This code creates and visualizes an n-gram network, specifically focusing on bigrams (two-word sequences). It defines functions to generate and process n-grams, build a network graph based on the frequency of n-grams, and visualize the network with centrality information. Here’s a breakdown:

  1. Load Required Libraries:

    library(stringr); library(dplyr); library(tidyr); library(tidytext); library(igraph)
    
    Attaching package: 'tidyr'
    The following object is masked from 'package:igraph':
    
        crossing
    • library(tidytext): Provides text tokenization tools, including functions to create n-grams.
    • library(igraph): Offers functions for calculating graph properties like closeness centrality.
  2. Define data_ngram_separated_f Function:

    data_ngram_separated_f <- function(x_data_input, ngram_size) {
      x_data_input %>%
      group_by(doc_id) %>%
      summarise(sentence = paste(lemma, collapse = " ")) %>%
      unnest_tokens(input = sentence, output = bigram, token = "ngrams", n = ngram_size) %>%
      separate(bigram, c("word1", "word2"), sep = " ") %>% # Separate bigram into individual words
      count(word1, word2, sort = T) %>% na.omit() # Count n-gram frequencies
    }
    • Parameters:
      • x_data_input: The input dataset with columns lemma (words) and doc_id (document identifier).
      • ngram_size: Specifies the size of the n-gram (e.g., 2 for bigrams).
    • Function Details:
      • group_by(doc_id) and summarise(...): Combines each document’s lemmas into a single sentence.
      • unnest_tokens(...): Extracts n-grams from the combined sentence, storing them in the bigram column.
      • separate(bigram, c("word1", "word2"), sep = " "): Splits the bigram into two columns, word1 and word2.
      • count(word1, word2, sort = T) %>% na.omit(): Counts each word pair’s frequency and removes any missing values.
  3. Define data_ngram_graph_f Function:

    data_ngram_graph_f <- function(ngram_separated, filter_size) {
      ngram_separated %>%
      filter(n >= filter_size) %>%
      as_tbl_graph(directed = F) %>%
      mutate(centrality = centrality_degree(), group = as.factor(group_infomap()))
    }
    • Parameters:
      • ngram_separated: Output from data_ngram_separated_f, containing n-gram frequencies.
      • filter_size: Minimum frequency threshold to include n-grams in the network.
    • Function Details:
      • filter(n >= filter_size): Filters word pairs by frequency.
      • as_tbl_graph(directed = F): Converts the filtered data to an undirected graph.
      • mutate(...):
        • centrality = centrality_degree(): Calculates the degree centrality of each word.
        • group = as.factor(group_infomap()): Uses the Infomap algorithm to detect communities within the graph.
  4. Define word_network_ngram_f Function:

    word_network_ngram_f <- function(data_ngram_graph) {
      ggraph(data_ngram_graph, layout = "fr") +
        geom_edge_link(color = "gray50", alpha = 0.5) +
        geom_node_point(aes(size = centrality, color = group), show.legend = F) +
        scale_size(range = c(4, 8)) +
        geom_node_text(aes(label = name), repel = T, size = 3, family = "Arial") +
        theme_graph()
    }
    • Parameters:
      • data_ngram_graph: Graph object created by data_ngram_graph_f.
    • Function Details:
      • geom_edge_link(...): Draws edges with gray color and transparency.
      • geom_node_point(...): Sizes nodes by degree centrality and colors them by community.
      • geom_node_text(...): Labels nodes with word names.
      • theme_graph(): Simplifies the plot appearance by removing background elements.
  5. Generate and Visualize N-Gram Data: Bigram

    data_english_bigram <- data_ngram_separated_f(x_data_english, 2)
    # write.csv(data_english_bigram, 'data_english_bigram.csv')
    data_ngram_graph_english <- data_ngram_graph_f(data_english_bigram, 5)
    word_network_ngram_f(data_ngram_graph_english)

    Trigram

    data_english_trigram <- data_ngram_separated_f(x_data_english, 3)
    Warning: Expected 2 pieces.
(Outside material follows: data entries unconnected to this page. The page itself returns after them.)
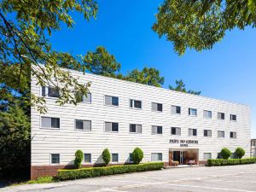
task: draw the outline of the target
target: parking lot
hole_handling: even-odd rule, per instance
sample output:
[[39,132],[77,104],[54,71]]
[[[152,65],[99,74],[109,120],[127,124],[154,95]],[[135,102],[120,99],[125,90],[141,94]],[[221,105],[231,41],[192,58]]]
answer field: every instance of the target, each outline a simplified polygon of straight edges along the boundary
[[256,191],[256,164],[170,168],[56,183],[8,187],[0,191],[160,192]]

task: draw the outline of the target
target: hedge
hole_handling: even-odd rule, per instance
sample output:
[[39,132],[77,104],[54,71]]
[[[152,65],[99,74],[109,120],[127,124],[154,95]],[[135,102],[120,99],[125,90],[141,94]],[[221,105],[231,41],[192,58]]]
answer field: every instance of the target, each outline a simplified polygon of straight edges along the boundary
[[251,164],[251,163],[256,163],[256,158],[207,160],[208,166],[241,165],[241,164]]
[[87,178],[105,175],[115,175],[127,172],[160,170],[164,167],[163,162],[144,163],[139,165],[113,166],[108,167],[90,167],[73,170],[58,170],[55,179],[60,181],[77,178]]

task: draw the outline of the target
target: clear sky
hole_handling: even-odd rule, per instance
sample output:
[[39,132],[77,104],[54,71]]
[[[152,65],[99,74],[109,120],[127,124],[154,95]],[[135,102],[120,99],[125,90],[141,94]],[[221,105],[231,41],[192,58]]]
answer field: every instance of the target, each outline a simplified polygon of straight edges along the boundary
[[164,87],[182,79],[202,96],[250,105],[256,138],[256,29],[228,32],[212,49],[178,56],[172,43],[151,30],[161,2],[99,0],[96,20],[87,22],[74,14],[74,28],[55,32],[52,47],[75,55],[102,45],[121,63],[123,73],[152,67],[165,77]]

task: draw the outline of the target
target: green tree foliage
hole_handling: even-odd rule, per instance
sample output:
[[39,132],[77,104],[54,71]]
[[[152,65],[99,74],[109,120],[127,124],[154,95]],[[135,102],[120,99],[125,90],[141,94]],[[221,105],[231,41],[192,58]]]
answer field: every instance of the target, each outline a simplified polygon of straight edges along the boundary
[[175,83],[176,83],[176,87],[172,87],[172,85],[169,85],[170,90],[184,92],[184,93],[190,93],[197,96],[201,94],[201,91],[195,91],[191,90],[187,90],[185,88],[185,84],[182,79],[176,80]]
[[114,55],[110,55],[102,46],[97,47],[95,52],[88,51],[83,61],[89,72],[107,77],[116,78],[116,73],[121,67]]
[[106,166],[110,162],[111,155],[110,155],[108,148],[105,148],[103,150],[103,152],[102,152],[102,160],[103,160],[104,163],[106,164]]
[[84,160],[84,153],[81,150],[77,150],[75,153],[74,166],[79,169],[82,166],[82,161]]
[[0,177],[28,177],[30,118],[19,105],[0,111]]
[[256,26],[255,0],[165,0],[153,30],[173,43],[179,55],[187,48],[210,49],[226,31]]
[[241,159],[245,155],[245,150],[242,148],[236,148],[235,154],[238,159]]
[[[60,30],[61,23],[73,27],[74,20],[71,12],[81,13],[89,20],[96,15],[96,10],[97,4],[94,0],[1,1],[0,84],[23,92],[29,86],[32,73],[40,85],[49,84],[60,90],[61,97],[57,101],[60,105],[76,104],[78,101],[73,92],[85,94],[89,84],[79,84],[70,73],[59,67],[60,56],[67,61],[70,55],[60,55],[52,51],[47,37],[53,31]],[[44,100],[33,95],[31,98],[38,110],[44,113]]]
[[160,87],[165,81],[164,77],[160,76],[159,70],[152,67],[144,67],[142,71],[134,69],[125,77],[125,79],[156,87]]
[[219,154],[220,156],[224,160],[228,160],[232,154],[231,151],[227,148],[222,148]]
[[135,164],[139,164],[143,159],[143,152],[140,148],[134,148],[132,152],[132,160]]

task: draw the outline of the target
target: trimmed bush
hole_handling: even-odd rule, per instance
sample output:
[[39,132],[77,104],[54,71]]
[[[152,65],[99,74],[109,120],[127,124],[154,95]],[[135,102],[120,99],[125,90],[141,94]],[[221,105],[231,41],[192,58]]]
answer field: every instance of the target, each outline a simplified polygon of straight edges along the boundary
[[256,158],[207,160],[208,166],[231,166],[231,165],[252,164],[252,163],[256,163]]
[[84,160],[84,153],[81,150],[77,150],[75,154],[75,160],[74,160],[74,166],[77,169],[79,169],[82,166],[82,161]]
[[235,154],[238,159],[241,159],[245,154],[245,150],[242,148],[236,148]]
[[160,170],[164,167],[163,162],[145,163],[139,165],[125,165],[125,166],[113,166],[107,167],[91,167],[81,168],[73,170],[59,170],[56,180],[72,180],[78,178],[87,178],[92,177],[115,175],[128,172],[138,172],[153,170]]
[[110,162],[111,155],[110,155],[108,148],[105,148],[103,150],[103,152],[102,152],[102,160],[103,160],[104,163],[106,164],[106,166]]
[[140,148],[134,148],[132,152],[132,160],[135,164],[139,164],[143,159],[143,152]]
[[224,148],[223,149],[221,149],[219,154],[223,159],[228,160],[231,156],[232,153],[229,148]]

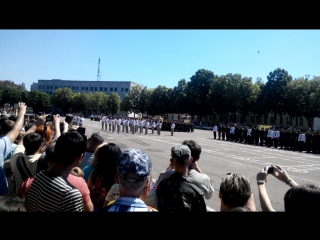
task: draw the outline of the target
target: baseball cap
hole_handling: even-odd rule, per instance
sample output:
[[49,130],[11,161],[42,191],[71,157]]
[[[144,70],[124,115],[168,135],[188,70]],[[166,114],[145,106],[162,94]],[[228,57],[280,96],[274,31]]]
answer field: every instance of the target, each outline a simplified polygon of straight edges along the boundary
[[[149,156],[139,149],[129,148],[123,151],[117,161],[119,176],[129,182],[141,182],[147,179],[151,171]],[[128,177],[128,174],[137,175],[136,178]]]
[[178,164],[184,164],[191,157],[191,150],[187,145],[179,145],[171,149],[171,157]]

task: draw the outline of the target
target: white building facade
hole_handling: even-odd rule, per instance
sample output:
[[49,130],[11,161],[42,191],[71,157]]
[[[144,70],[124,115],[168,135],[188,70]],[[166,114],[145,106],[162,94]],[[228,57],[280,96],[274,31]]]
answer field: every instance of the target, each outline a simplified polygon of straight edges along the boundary
[[58,88],[70,88],[72,92],[103,92],[110,95],[113,92],[117,92],[121,98],[124,98],[133,86],[140,86],[144,88],[143,85],[129,82],[129,81],[82,81],[82,80],[61,80],[61,79],[51,79],[44,80],[39,79],[38,83],[33,83],[31,85],[32,90],[38,90],[40,92],[45,92],[51,98],[53,92]]

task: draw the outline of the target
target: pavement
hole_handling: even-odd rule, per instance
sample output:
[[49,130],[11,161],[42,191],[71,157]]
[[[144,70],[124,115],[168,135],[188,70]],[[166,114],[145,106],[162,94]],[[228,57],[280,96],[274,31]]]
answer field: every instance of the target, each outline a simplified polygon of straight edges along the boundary
[[[147,153],[152,161],[152,178],[157,179],[159,174],[170,163],[170,150],[173,146],[180,145],[182,141],[192,139],[202,148],[199,160],[201,170],[207,174],[213,183],[215,192],[209,200],[205,200],[211,211],[219,211],[220,199],[218,197],[221,179],[227,173],[237,173],[245,176],[252,186],[256,208],[261,211],[256,175],[265,166],[280,165],[298,184],[320,185],[320,156],[312,153],[287,151],[283,149],[253,146],[213,139],[212,131],[195,129],[192,133],[161,131],[151,134],[125,133],[118,134],[101,130],[101,122],[85,119],[83,127],[86,136],[93,132],[101,131],[107,142],[117,144],[121,150],[137,148]],[[280,182],[273,176],[268,178],[267,192],[271,204],[276,211],[284,211],[283,197],[289,186]]]

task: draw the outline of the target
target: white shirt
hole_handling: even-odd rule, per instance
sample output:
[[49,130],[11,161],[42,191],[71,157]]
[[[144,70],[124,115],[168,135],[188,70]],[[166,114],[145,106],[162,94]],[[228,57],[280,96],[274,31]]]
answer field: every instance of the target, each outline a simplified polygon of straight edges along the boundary
[[273,138],[273,131],[272,131],[272,130],[269,130],[269,131],[268,131],[267,137]]
[[299,134],[298,142],[306,142],[306,135],[303,133]]
[[280,137],[280,132],[279,131],[274,131],[273,132],[273,138],[279,138]]

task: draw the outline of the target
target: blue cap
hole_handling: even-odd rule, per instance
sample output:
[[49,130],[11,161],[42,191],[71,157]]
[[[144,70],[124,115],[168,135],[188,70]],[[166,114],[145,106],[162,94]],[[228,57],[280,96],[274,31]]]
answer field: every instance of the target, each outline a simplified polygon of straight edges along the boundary
[[[129,148],[123,151],[117,162],[119,176],[129,182],[141,182],[147,179],[151,171],[149,156],[139,149]],[[129,173],[137,175],[136,178],[129,178]]]

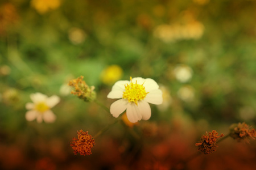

Additional pieces discarded in 5728 rows [1, 2, 3, 4, 5, 6,
    7, 8, 9, 10, 11, 12, 13, 14, 15, 16, 17, 18, 19, 20, ...].
    data_3gram_graph_english <- data_ngram_graph_f(data_english_trigram, 4)
    word_network_ngram_f(data_3gram_graph_english)

    • Generate N-Gram Data:
      • data_ngram_separated_f(x_data_english, 2): Creates bigrams from x_data_english and counts their occurrences.
      • write.csv(data_english_bigram, 'data_english_bigram.csv'): Exports bigram frequency data.
    • Create N-Gram Graph:
      • data_ngram_graph_f(data_english_bigram, 5): Builds a graph including bigrams with a minimum frequency of 5.
    • Visualize N-Gram Network:
      • word_network_ngram_f(data_ngram_graph_english): Visualizes the n-gram network, with nodes sized by centrality and colored by community.

15.2.15 Modularity Analysis

Modularity is a measure used in network analysis to identify the strength of division of a network into communities or modules. A higher modularity score suggests stronger community structure, with more connections within communities and fewer between them. In R, we can use the Infomap, Louvain, or Walktrap algorithms to detect communities and then calculate modularity.

15.2.15.1 Infomap Algorithm

  • Principle: Infomap is based on information theory. It uses a random walk approach to detect communities by minimizing the expected description length of a random walk on the network.
  • Process:
    • The algorithm simulates a random walk over the network and assigns nodes to communities by tracking how information flows between them.
    • It minimizes a map equation, which represents the amount of information needed to describe the path of the random walk.
    • By assigning nodes to communities where information flow is dense, it reduces the total map description length.
  • Characteristics:
    • Effective for detecting communities in networks with hierarchical or nested structures.
    • Sensitive to the direction of information flow, making it useful for directed networks.
  • Usage: Often used in large, complex networks, such as social and biological networks.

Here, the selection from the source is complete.